Healthcare workers and their families account for a sixth (17%) of hospital admissions for COVID-19 in the working age population (18-65 years), finds a study from Scotland published by The BMJ today.
Although hospital admission with COVID-19 in this age group was very low overall, the risk for healthcare workers and their families was higher compared with other working age adults, especially for those in “front door” patient facing roles such as paramedics and A&E department staff, say the researchers.
As such, they say these findings have implications for the safety and wellbeing of healthcare workers, and their households.
Many healthcare staff work in high-risk settings for contracting COVID-19 and transmitting it to their household, workplace contacts, or both. Yet the extent of these risks are not well understood, as studies are lacking or have been beset by quality issues.
To address this evidence gap, a team of UK researchers set out to assess the risk of hospital admission for COVID-19 among patient facing and non-patient facing healthcare workers and their household members.
Their findings are based on Scottish workforce data for 158,445 healthcare workers (aged 18-65 years), 229,905 household members, and other members of the general population during the peak period for COVID-19 infection in Scotland (1 March to 6 June 2020).
The researchers found that admission to hospital with COVID-19 was uncommon, with an overall risk of less than 0.5%.
However compared with other adults of working age, healthcare workers and their households accounted for 17% of all COVID-19 related hospital admissions, even though they represent only 11% of the working age population.
After adjusting for factors such as age, sex, ethnicity and underlying health conditions (comorbidities), the risk of hospital admission for COVID-19 in non-patient facing healthcare workers and their household members was similar to the risk in the general population.
However, patient-facing healthcare workers were three times more likely to be admitted to hospital for COVID-19, while members of their households were nearly twice as likely to be admitted to hospital for COVID-19 than other working age adults.
Those working in “front door” roles, such as paramedics and A&E department staff, were at the highest risk of hospital admission for COVID-19.
Among healthcare workers who were admitted, 1 in 8 were admitted into critical care and six (2.5%) died. To put this into context, this corresponds to just 0.004% of deaths as a proportion of all healthcare workers. In admitted household members, 1 in 5 were admitted to critical care and 18 (13%) died.
This is an observational study, so can’t establish cause, and the researchers acknowledge that some misclassification is likely to have occurred. What’s more, the study included predominantly white healthcare workers, so results may not apply to ethnic minority groups.
Nevertheless, the researchers say these findings from the “first wave” in Scotland show that healthcare workers in patient facing roles—especially those in “front door” roles—are, along with their households, at particular risk.
And they call on governments, healthcare managers and occupational health specialists to consider how best to protect healthcare workers and their families in the event of a resurgent pandemic.

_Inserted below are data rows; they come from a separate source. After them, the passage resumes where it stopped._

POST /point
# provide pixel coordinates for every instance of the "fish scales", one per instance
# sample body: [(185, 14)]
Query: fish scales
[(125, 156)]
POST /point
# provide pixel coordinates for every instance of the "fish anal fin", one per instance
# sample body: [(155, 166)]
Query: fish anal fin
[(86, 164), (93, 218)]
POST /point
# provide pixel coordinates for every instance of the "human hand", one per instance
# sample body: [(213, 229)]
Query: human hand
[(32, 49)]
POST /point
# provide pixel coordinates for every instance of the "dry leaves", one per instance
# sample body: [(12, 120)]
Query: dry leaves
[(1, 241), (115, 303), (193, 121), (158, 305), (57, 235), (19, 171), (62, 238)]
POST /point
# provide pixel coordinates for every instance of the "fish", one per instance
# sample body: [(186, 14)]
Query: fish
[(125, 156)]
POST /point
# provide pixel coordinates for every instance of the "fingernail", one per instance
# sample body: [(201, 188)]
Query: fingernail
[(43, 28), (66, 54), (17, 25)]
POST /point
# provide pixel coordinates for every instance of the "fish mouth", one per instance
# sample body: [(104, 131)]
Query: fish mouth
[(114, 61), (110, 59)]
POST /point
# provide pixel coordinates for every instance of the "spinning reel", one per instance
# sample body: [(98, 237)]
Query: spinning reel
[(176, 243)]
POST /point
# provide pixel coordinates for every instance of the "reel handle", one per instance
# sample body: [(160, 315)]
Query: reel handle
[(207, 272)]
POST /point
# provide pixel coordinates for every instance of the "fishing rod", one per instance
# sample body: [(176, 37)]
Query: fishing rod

These findings should inform decisions about the organisation of health services, the use of personal protective equipment (PPE), and redeployment, they conclude.
In a linked editorial, researchers at Skane University Hospital in Sweden welcome these findings and say reasons for the observed increase in risk “need to be explored to help to guide safety improvements in healthcare settings.”
They call for high quality studies evaluating new prevention and control practices “to guide improvements in our approach to protecting health care workers and their families, including those from ethnic minority communities who have the highest risks of infection and poor outcomes, widening workplace inequality.”
They also call on the international community to support efforts by the World Health Organization to secure adequate supplies of PPE and COVID-19 tests for low and middle income countries, and say an effective vaccine, if and when available, “must be distributed fairly and healthcare workers must be prioritised globally.”